To wit, I have no problem with the proposed new way of calculating the excise tax on beer — it would calculate the tax based on volume, not invoice value, which as GHC Reid says — definitely will level the playing field. It will not matter, what kind of beer you buy, only the size of the bottle or can… In this case, I guess — size does matter… GONG!

In fact, I have no beef at all with the SIN taxes, because obviously I no longer over indulge, and as the Deputy Treasurer for Revenue, Keith Gebauer said during a House hearing on the issue, “…the primary driver behind the change [in the beer tax] …[is] the standardizing on how we apply the excise tax.”

I’m all for being fair…

And then Rep.
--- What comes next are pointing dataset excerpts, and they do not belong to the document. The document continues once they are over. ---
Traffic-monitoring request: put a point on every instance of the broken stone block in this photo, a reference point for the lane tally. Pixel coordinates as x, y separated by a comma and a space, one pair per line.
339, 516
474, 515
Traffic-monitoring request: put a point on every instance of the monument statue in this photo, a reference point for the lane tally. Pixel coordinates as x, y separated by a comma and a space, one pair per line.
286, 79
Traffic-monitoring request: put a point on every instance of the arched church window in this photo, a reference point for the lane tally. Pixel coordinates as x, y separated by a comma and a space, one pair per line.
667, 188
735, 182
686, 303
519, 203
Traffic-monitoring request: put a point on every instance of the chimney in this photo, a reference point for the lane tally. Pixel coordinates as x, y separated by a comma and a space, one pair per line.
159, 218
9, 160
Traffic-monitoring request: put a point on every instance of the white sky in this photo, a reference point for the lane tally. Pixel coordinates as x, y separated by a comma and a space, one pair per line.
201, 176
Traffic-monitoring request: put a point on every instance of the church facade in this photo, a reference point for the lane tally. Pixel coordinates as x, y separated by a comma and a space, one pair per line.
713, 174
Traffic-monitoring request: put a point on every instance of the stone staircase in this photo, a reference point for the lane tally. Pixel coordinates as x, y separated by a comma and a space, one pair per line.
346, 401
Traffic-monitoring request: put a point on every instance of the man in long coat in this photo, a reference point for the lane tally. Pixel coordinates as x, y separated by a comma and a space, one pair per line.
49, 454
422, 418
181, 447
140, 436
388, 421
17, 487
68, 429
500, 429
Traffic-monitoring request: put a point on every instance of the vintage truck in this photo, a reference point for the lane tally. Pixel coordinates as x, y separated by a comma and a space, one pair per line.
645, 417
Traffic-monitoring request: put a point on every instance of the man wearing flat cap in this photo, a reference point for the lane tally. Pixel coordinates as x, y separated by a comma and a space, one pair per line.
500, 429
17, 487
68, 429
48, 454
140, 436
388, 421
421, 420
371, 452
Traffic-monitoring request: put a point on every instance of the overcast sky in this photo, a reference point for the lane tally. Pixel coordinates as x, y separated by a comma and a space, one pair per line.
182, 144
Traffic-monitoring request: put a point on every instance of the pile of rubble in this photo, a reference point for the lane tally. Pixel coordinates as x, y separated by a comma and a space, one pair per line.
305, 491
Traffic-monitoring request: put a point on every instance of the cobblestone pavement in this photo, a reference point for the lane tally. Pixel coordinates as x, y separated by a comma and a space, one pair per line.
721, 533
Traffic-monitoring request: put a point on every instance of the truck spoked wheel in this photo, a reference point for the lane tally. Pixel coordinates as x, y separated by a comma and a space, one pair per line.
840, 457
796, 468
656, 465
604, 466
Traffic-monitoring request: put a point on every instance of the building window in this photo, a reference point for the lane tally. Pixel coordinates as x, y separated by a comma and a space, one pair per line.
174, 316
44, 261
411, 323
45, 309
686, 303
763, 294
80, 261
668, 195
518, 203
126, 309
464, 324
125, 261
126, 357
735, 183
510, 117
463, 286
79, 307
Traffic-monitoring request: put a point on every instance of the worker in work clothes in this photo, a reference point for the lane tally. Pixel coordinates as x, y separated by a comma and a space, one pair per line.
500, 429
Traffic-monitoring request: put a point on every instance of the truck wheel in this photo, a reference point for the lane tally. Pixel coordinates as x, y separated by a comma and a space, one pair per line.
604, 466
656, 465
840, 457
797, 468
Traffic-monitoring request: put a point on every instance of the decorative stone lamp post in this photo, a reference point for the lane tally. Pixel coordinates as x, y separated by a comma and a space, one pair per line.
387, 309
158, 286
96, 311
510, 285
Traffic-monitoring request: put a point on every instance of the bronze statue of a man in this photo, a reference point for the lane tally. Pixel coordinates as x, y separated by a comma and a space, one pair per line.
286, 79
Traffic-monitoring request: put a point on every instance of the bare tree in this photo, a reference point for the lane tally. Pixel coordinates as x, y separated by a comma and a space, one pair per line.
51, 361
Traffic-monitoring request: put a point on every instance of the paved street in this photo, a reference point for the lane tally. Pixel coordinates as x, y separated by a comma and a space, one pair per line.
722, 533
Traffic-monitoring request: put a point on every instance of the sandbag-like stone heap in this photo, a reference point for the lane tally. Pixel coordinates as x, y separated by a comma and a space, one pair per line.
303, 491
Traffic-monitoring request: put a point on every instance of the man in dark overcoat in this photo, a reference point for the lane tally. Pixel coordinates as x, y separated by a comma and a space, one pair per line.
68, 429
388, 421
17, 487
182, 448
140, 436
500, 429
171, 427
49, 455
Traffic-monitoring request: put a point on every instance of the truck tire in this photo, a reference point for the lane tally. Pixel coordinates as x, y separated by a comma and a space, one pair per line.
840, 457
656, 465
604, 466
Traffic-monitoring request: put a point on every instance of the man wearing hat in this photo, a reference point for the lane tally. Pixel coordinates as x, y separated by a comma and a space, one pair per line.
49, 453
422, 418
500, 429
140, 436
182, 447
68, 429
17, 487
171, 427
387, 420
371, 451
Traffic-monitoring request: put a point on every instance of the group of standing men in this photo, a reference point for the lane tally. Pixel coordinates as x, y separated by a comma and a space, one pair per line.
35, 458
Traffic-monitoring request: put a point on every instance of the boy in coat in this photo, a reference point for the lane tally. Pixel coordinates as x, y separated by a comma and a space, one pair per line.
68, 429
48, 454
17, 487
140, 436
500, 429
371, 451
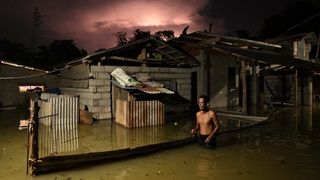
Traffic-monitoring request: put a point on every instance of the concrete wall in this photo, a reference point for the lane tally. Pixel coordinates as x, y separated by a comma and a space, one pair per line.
9, 91
97, 94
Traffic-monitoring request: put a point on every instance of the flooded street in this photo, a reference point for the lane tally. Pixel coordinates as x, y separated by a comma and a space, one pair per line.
287, 147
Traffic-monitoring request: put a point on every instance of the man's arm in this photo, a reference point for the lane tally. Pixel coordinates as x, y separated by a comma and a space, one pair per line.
216, 127
194, 130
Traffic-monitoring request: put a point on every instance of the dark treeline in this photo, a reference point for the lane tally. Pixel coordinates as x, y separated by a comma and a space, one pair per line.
45, 57
299, 17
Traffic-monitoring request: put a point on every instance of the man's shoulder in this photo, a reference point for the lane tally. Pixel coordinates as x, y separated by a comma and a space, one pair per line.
212, 112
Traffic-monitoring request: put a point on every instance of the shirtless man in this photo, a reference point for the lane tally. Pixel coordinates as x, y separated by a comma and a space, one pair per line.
207, 124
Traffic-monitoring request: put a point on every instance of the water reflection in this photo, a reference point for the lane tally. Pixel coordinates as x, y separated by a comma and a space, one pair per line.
286, 148
59, 138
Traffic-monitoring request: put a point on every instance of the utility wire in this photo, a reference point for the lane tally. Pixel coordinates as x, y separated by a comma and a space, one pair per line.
299, 24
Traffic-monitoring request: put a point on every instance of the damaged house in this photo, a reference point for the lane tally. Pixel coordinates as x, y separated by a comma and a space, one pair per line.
241, 72
90, 77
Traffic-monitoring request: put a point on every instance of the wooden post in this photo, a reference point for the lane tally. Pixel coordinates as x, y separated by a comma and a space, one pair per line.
244, 86
295, 80
33, 136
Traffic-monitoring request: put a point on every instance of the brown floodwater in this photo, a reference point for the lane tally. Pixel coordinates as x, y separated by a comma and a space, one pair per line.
287, 147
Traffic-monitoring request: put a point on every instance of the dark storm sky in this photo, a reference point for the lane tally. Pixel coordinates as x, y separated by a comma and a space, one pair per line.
93, 23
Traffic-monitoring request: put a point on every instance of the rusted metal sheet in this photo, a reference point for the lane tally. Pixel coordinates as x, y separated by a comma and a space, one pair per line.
132, 114
59, 109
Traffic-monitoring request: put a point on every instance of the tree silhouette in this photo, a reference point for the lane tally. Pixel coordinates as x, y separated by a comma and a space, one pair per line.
140, 34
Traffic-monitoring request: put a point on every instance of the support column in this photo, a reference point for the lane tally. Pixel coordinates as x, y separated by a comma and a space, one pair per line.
202, 74
295, 88
244, 86
310, 91
254, 85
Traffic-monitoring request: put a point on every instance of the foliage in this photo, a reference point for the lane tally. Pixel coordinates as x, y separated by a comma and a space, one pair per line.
57, 52
140, 34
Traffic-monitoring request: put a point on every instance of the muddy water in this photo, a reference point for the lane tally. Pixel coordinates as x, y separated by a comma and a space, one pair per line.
288, 147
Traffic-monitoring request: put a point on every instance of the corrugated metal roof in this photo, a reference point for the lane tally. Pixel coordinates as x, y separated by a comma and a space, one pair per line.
267, 57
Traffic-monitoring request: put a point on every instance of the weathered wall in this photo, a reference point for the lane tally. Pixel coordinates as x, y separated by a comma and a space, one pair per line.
9, 91
97, 94
216, 77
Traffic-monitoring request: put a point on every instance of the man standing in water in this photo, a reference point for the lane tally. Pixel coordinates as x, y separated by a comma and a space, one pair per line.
207, 124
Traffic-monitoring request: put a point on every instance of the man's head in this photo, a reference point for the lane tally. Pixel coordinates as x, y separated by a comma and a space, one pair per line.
203, 101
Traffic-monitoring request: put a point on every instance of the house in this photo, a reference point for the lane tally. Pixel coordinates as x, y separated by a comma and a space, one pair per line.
236, 71
89, 77
18, 82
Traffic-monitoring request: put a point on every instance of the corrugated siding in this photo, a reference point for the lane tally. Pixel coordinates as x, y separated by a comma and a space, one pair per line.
58, 127
76, 76
140, 113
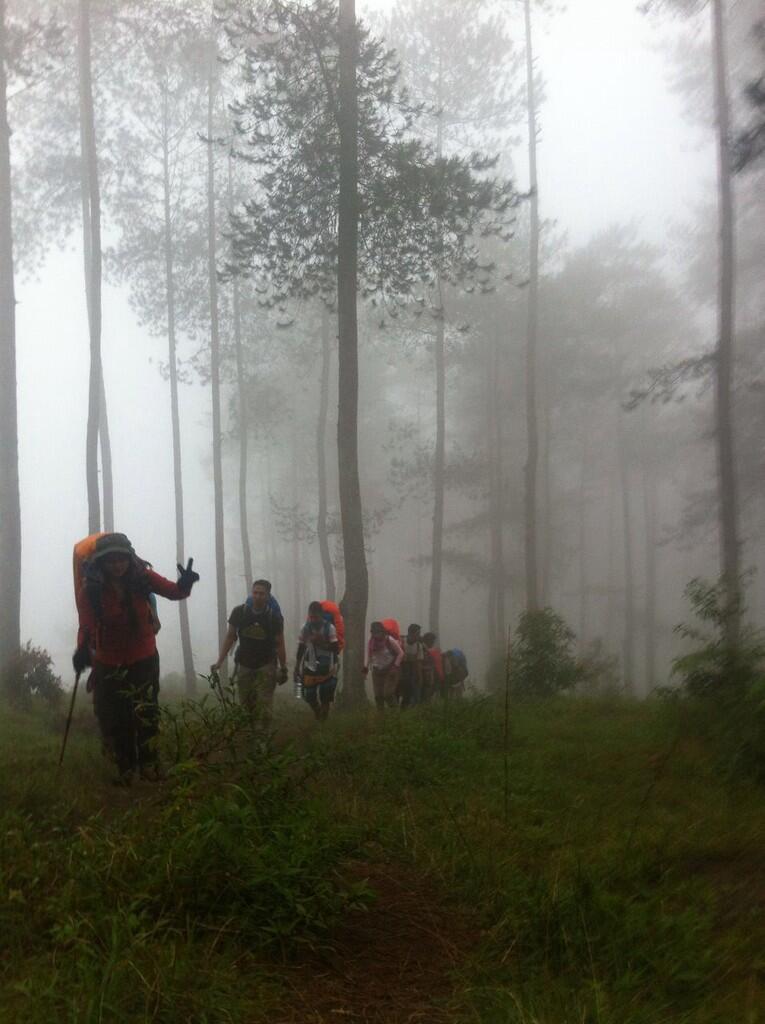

Fagaoatua Dorian Salave’a commented, in the same hearing, that those affected in the end are the consumers.

He asked, "What is affordable for our consumers? If we make this change, will there be an affordable beer? The ‘value’ beer would then become almost the same as the ‘premier’ beer, which is more expensive.”

Referring to the affordable [value] beer, Fagaoatua asked, "Will that be available for our consumers?”

Gebauer responded, “In our analysis we did not want to single out a specific beer and we did not want to single out a specific company.” As a whole, he continued, "What we collect is the same."

In other words, the money is the same — and that’s really all they’re interested in achieving.

And, I have no problem with that — after all we are talking about a government tax levied to support itself and by God — if nothing else — it will be fairly done!

However, I find Fagaoatua’s questions to be extremely significant to the issue at hand, because it brings to mind something I was told by one of my professors in college — so long ago, I can’t even remember his or her name —but it was about the social-political role that beer & cigarettes can play in society. It goes something like this:

People who live in poverty need an outlet to drown their sorrows — that’s what religion and cheap beer & cigarettes are all about. If you (the government) can keep the people blissfully ‘happy’ then they will be less inclined to rise up and overthrow the powers that be, despite corruption and oppression.

If this is true, I would say American Samoa is heading towards some tumultuous times — a lot of the people are now sober and in a bad mood … GONG!